Смолоду Синенкина не признавали офицеры как неродовитого, как белую ворону. На германской положение выровнялось — шквальным огнем пулеметов, кровью. Антон выбился в офицерский круг, его отметил сам генерал Корнилов, потому что родовитых, дворян, Синенкин давно обошел умом, знаниями, личной отвагой. В нем рос духовный эготизм — чувство превосходства над другими людьми, будь они хоть королевской крови.

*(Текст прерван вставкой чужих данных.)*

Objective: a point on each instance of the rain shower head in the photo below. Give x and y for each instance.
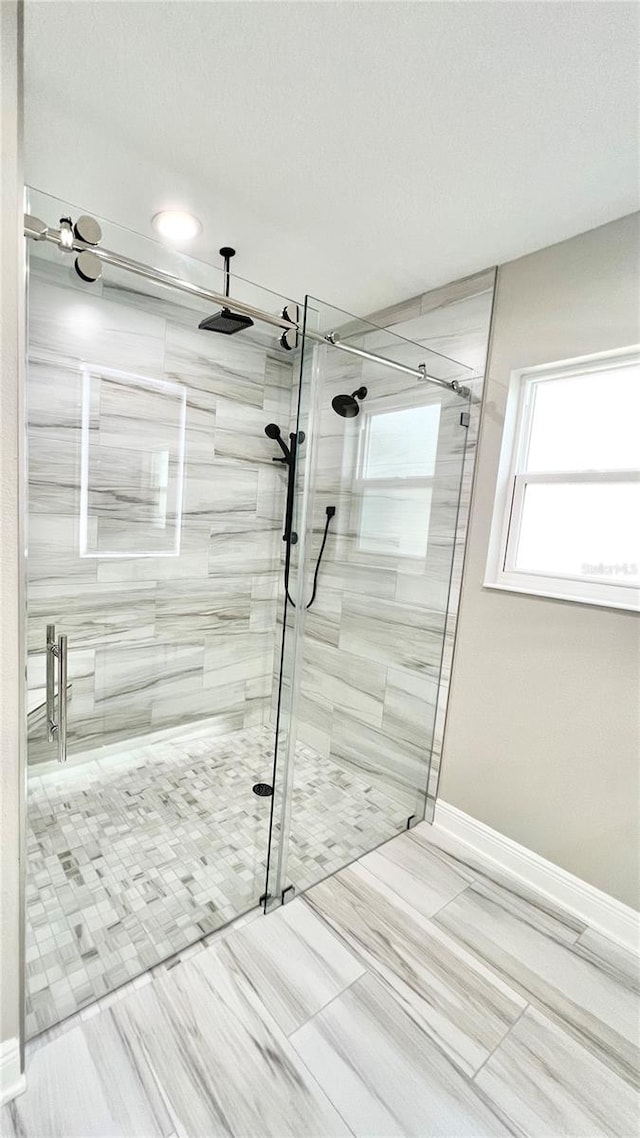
(347, 405)
(226, 321)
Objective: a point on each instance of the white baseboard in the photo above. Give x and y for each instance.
(11, 1079)
(596, 908)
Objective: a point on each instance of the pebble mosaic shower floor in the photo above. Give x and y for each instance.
(136, 856)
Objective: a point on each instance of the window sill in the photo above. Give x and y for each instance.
(568, 599)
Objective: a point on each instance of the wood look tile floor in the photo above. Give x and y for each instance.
(416, 992)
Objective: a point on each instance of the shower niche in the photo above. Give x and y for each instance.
(155, 520)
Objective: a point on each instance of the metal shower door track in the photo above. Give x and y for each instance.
(39, 231)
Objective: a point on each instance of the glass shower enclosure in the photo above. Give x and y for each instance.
(200, 740)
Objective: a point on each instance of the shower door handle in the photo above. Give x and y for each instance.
(62, 699)
(57, 707)
(51, 683)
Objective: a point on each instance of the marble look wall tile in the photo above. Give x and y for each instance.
(395, 765)
(93, 617)
(251, 550)
(215, 365)
(90, 328)
(392, 634)
(224, 704)
(219, 495)
(128, 678)
(442, 988)
(409, 707)
(385, 1075)
(226, 534)
(548, 1083)
(240, 657)
(195, 609)
(343, 682)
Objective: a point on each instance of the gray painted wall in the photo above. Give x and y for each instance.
(542, 732)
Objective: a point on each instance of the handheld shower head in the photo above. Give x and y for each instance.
(273, 431)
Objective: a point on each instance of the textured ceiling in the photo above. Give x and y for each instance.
(359, 151)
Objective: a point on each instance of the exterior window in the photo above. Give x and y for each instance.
(567, 517)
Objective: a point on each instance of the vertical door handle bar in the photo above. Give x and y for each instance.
(57, 708)
(51, 651)
(62, 652)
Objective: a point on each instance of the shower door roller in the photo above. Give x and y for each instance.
(290, 336)
(57, 703)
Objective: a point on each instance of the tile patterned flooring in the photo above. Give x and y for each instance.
(137, 855)
(416, 992)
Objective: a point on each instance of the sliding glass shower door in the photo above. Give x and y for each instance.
(384, 448)
(154, 618)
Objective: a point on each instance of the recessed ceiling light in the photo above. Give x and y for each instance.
(177, 225)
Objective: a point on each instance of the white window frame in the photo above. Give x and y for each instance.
(513, 479)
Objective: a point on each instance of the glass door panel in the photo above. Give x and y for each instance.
(155, 525)
(363, 665)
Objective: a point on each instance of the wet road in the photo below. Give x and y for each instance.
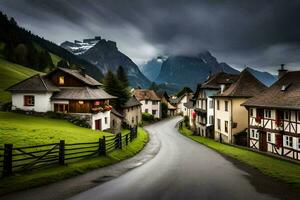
(184, 169)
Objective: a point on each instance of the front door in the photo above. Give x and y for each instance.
(263, 141)
(98, 124)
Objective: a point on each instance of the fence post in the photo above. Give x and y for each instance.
(120, 141)
(127, 139)
(7, 161)
(102, 146)
(131, 134)
(116, 140)
(61, 152)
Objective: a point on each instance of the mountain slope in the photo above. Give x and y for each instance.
(265, 77)
(16, 38)
(11, 73)
(106, 56)
(152, 68)
(190, 70)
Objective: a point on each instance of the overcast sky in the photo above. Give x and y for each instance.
(261, 34)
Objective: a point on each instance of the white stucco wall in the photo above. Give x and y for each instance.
(151, 107)
(101, 115)
(42, 102)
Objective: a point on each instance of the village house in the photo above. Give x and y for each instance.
(186, 97)
(230, 117)
(150, 101)
(132, 112)
(204, 103)
(274, 117)
(166, 100)
(64, 91)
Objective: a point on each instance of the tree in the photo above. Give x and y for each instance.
(122, 76)
(113, 86)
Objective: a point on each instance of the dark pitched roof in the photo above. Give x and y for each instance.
(174, 101)
(285, 93)
(79, 75)
(171, 107)
(216, 80)
(115, 112)
(132, 102)
(82, 93)
(36, 83)
(145, 94)
(246, 86)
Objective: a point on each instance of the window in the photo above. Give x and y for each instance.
(286, 115)
(211, 104)
(28, 100)
(153, 112)
(226, 126)
(61, 80)
(288, 141)
(267, 113)
(211, 119)
(226, 105)
(251, 112)
(269, 137)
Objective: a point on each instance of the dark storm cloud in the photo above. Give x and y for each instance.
(257, 33)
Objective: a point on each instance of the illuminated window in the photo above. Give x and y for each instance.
(61, 80)
(28, 100)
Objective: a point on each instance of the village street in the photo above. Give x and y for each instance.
(184, 169)
(170, 167)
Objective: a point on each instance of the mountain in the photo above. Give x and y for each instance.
(265, 77)
(190, 70)
(22, 47)
(152, 68)
(106, 56)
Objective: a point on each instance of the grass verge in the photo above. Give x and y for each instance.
(54, 174)
(279, 169)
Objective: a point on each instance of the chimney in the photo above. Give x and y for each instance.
(282, 71)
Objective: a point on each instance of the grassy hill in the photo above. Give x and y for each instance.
(11, 73)
(26, 130)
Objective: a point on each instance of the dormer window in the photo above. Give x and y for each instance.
(61, 80)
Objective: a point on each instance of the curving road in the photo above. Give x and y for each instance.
(184, 169)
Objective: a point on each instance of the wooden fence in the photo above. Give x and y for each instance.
(20, 159)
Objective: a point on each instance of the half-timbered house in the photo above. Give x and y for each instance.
(274, 117)
(230, 116)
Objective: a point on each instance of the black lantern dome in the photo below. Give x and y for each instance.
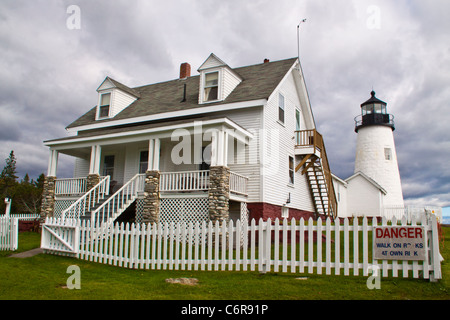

В шестнадцатом году уже в офицерских кругах говорили о бессмысленности русско-немецкой бойни, о революции, подпольщиках, свержении правительства. Сочувствовали императору, окруженному хамами, подлецами, карьеристами. Потом и авторитет царя пошатнулся. Вера в бога оказалась детской привычкой. Не молитва, а штык и пулемет выручали солдата. Посты и мясоеды определял не календарь, а поставщик, интендант, снабженец. Смешно стало говеть и исповедоваться у полкового священника, который пил горькую и поклонялся мамоне, брюху.

В семнадцатом отрекся от престола царь Николай Второй. Антон вошел в группу солдат и офицеров, принявших Февральскую революцию.

В Октябре Антон стал большевиком, участвовал в захвате петроградского почтамта и был направлен партией на Кавказ провозглашать Советскую власть — в марте восемнадцатого года это свершилось.

И тут духовный аристократизм Синенкина вновь пустил ростки: мандат на право свершения революции в родных краях ему подписал председатель ВЦИК Свердлов. В Ростове же Синенкин очутился под началом командира, который в военном деле, по мнению Антона, разбирался, «как свинья в апельсине». Главным качеством этого командира было его крестьянское происхождение. А крестьянин Антон Синенкин такого происхождения уже не имел, что иные товарищи хорошо помнили при распределении должностей, и Синенкин все чаще оставался в стороне, сам по себе, один.

После успешной операции с бронепоездом его направили военным комендантом нескольких городов и станиц, в числе которых и наша.

Над Совдепом, бывшим станичным правлением, вился красный флаг. Гостиницы, частные лечебницы, магазины, заводики реквизированы. На телеграфе, железной дороге и мельнице стояла охрана. Члены Совдепа послали депутатов на съезд народов Терека, который учредил Советскую власть на Северном Кавказе. Классовые враги или бежали, или в гостинице «Бристоль» ожидали следствия и революционного суда. Началась новая жизнь.